La cuesta de Sunset Park
A Paul Auster le asombraba que le hubieran atado como “autor” de ‘La trilogía de Nueva York’
Toda la justicia poética del mundo va llegando estos días a La invención de la soledad, el libro que tantos admiradores de Paul Auster señalan como uno de los más destacados de su obra. Publicado en Nueva York en 1982, apareció discretamente en España ocho años después. Quizás por reunir dos ensayos en él, lo califican de no ficción en las redes sociales. Todo un malentendido más en el que, por supuesto, no cae Eduardo Jordá en un artículo que acabo de leer y de vivir con emoción y en el que, tras elogiar al libro, rememora una lejana y fría mañana de domingo en Brooklyn y un paseo en bicicleta con Peggy O’Shea, que de pronto levantó la mano y gritó: “Estamos entrando en Austerland”. Al final de la cuesta, dice Jordá, estaba Sunset Park y por una de aquellas bocacalles flanqueadas de sicomoros vivían Auster y Siri Hustvedt. Pedalearon cuesta arriba y Jordá se acordó del padre muerto y de la mujer asesinada en Wisconsin y del bebé que se llamaba Daniel. Y comenta: “¡Estamos entrando en Austerland!’. No creo que pueda haber un homenaje más hermoso al legado de un escritor”.

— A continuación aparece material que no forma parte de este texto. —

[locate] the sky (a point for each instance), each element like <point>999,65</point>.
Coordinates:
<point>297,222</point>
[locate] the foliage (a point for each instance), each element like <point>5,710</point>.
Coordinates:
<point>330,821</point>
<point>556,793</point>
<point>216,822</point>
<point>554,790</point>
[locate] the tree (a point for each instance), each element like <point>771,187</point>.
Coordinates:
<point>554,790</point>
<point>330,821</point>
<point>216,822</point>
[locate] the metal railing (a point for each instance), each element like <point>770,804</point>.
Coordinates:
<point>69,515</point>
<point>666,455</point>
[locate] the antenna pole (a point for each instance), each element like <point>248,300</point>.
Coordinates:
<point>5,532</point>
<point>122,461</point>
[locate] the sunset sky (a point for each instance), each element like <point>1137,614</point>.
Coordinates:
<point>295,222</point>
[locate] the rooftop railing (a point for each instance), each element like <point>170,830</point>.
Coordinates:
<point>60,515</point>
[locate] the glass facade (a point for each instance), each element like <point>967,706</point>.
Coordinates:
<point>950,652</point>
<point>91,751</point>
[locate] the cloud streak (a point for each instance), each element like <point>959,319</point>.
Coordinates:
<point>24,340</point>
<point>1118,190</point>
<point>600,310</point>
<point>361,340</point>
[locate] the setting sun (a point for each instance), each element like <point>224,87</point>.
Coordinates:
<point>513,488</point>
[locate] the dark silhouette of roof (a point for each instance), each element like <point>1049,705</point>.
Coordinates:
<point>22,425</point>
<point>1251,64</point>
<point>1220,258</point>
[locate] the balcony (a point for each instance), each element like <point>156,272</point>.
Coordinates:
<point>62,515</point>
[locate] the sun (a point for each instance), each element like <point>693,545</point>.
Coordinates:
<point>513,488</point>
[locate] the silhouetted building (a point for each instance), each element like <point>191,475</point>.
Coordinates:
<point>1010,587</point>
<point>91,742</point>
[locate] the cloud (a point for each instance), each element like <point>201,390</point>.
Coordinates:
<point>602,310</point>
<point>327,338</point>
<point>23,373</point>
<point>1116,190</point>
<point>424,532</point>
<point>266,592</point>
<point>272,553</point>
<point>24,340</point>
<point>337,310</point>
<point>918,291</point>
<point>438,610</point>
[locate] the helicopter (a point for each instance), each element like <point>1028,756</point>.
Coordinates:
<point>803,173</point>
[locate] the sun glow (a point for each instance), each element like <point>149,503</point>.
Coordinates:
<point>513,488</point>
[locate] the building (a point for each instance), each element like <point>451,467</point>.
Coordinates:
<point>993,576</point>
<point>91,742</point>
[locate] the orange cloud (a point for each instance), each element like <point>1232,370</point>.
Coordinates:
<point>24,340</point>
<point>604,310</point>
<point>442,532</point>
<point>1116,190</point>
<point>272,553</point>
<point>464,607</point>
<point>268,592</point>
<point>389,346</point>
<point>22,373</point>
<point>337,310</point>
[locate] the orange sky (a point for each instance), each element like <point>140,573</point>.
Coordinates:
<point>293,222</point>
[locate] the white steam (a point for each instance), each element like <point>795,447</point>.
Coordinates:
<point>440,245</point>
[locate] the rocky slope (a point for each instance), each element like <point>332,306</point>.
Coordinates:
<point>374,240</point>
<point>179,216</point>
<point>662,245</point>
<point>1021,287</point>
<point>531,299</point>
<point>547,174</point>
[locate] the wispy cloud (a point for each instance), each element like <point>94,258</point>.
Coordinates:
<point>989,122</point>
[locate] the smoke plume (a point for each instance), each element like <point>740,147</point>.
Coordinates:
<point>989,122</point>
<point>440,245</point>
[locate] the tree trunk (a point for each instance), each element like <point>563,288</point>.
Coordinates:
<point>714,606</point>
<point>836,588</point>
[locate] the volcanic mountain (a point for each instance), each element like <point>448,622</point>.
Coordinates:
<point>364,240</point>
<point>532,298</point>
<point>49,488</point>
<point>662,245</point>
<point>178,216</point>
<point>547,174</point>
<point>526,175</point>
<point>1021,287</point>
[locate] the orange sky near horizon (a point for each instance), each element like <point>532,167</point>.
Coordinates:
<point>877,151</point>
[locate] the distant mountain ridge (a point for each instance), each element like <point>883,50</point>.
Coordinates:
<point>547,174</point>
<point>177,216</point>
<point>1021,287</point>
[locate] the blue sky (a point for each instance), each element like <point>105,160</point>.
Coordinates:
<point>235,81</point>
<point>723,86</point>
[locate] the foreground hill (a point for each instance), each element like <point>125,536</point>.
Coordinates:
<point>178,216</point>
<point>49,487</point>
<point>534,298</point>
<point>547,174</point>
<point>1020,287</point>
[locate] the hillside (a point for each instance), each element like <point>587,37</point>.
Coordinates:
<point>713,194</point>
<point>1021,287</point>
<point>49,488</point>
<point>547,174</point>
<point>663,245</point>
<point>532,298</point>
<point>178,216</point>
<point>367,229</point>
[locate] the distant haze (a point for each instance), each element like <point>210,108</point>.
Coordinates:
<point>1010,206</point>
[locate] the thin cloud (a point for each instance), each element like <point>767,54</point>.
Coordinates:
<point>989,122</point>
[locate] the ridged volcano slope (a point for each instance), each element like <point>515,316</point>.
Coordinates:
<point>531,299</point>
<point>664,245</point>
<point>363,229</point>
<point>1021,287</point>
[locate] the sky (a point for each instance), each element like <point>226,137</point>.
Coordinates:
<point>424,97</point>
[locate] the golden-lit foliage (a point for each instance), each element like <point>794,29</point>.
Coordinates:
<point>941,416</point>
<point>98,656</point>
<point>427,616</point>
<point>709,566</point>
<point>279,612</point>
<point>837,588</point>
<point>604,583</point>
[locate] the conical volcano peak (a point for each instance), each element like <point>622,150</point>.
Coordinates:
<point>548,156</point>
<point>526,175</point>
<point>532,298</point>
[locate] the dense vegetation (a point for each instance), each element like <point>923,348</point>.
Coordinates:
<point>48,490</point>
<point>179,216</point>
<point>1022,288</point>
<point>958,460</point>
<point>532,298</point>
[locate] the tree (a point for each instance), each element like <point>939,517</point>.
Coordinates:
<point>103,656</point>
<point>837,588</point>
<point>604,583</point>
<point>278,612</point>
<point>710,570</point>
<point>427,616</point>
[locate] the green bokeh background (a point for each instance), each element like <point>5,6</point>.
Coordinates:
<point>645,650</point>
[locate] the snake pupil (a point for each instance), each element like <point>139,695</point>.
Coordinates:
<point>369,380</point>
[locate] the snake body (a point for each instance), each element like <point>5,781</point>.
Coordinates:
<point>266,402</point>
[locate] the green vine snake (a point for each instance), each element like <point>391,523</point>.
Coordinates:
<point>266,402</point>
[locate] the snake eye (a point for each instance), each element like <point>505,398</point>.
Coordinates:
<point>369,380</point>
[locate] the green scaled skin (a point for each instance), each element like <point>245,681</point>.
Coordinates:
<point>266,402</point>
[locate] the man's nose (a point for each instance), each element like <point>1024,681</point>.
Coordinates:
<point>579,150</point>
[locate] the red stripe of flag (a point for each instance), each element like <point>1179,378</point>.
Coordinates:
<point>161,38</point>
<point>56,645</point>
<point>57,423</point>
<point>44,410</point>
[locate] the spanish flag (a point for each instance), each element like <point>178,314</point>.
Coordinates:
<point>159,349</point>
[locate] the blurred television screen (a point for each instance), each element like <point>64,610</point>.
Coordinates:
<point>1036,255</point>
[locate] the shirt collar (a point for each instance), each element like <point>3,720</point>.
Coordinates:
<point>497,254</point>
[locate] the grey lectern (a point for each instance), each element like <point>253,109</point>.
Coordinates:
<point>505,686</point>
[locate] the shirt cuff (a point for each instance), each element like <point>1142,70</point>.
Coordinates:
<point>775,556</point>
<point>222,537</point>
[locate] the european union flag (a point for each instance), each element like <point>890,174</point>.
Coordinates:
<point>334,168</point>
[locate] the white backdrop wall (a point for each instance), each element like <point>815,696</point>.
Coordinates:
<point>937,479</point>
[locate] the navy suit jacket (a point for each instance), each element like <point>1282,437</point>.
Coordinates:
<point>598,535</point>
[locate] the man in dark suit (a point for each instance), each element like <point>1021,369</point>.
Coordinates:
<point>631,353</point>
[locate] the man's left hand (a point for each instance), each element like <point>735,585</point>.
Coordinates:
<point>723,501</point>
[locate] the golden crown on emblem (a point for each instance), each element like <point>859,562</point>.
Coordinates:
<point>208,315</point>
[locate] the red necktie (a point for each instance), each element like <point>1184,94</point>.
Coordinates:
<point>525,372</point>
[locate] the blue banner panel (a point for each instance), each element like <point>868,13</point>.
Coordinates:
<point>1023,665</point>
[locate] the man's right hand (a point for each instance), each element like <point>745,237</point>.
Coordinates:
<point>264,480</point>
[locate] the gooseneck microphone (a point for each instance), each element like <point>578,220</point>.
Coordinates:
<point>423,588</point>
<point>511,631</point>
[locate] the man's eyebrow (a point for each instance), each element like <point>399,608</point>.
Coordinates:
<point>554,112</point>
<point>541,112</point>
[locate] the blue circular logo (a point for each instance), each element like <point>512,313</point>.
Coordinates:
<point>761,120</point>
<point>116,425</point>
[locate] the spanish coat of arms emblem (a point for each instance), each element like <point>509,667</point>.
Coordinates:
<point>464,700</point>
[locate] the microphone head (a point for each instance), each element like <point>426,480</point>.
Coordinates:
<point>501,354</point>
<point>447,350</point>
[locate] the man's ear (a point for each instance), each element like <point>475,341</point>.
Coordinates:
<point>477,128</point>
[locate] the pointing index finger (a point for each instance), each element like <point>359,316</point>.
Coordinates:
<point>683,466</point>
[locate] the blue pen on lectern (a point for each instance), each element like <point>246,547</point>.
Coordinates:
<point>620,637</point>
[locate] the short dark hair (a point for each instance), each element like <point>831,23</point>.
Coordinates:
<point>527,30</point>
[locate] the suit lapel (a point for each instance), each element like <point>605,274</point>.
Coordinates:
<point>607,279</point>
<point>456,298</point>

Siempre me ha parecido curiosa la preferencia que tienen algunos lectores (y yo el primero en el caso de Auster) por el primer libro que leyeron de un autor al que después siguieron leyendo, pero para los que el impacto del primero fue insustituible. Dentro de ese fenómeno del primer libro leído, hay casos extremos como el de un vecino del barrio que me dijo haber leído un solo libro en su vida, uno de aventuras de Jack London que le pareció tan absolutamente insuperable que ya nunca se molestó en leer ningún otro, ni siquiera de London.
Si en Quevedo hay un hombre a una nariz pegado, no faltan novelistas a los que se les hace sentirse pegados a un supuesto “mejor libro” de entre los suyos. Es más, vayan donde vayan, se les asocia con ese título imborrable, y nada pueden hacer para remediarlo. A Auster se le ha relacionado habitualmente con La trilogía de Nueva York que le dio a conocer en todo el mundo y que él, en los últimos años, veía como textos juveniles que marcaron el final de una fase determinada de su vida. Pero el sambenito le quedó (“Paul Auster, autor de La trilogía de Nueva York”), así como el de “escritor metaliterario” cuando, dada la larga sombra del Quijote en su obra, habría sido más apropiado decir simplemente “escritor cervantino”.
Al propio Auster le asombraba que le hubieran atado a La trilogía: “Fíjese en Lou Reed. No soporta Walk on the Wild Side, pero la canción es tan famosa, que durante toda su vida le ha seguido a todas partes”.
Tal vez lo que hay en el enigma de la invención del “mejor libro” de un escritor sea el hecho de que, al seducirnos la primera obra de éste, nos afiliamos a la atmósfera nueva que con él nos llega y en la que querríamos instalarnos persistentemente. Quizás lo que más admiramos de esa primera lectura deslumbrante no es la novela, sino la obra, el fantasma de la obra completa que aún está por llegar y a la que un día accederemos subiendo la cuesta de Sunset Park.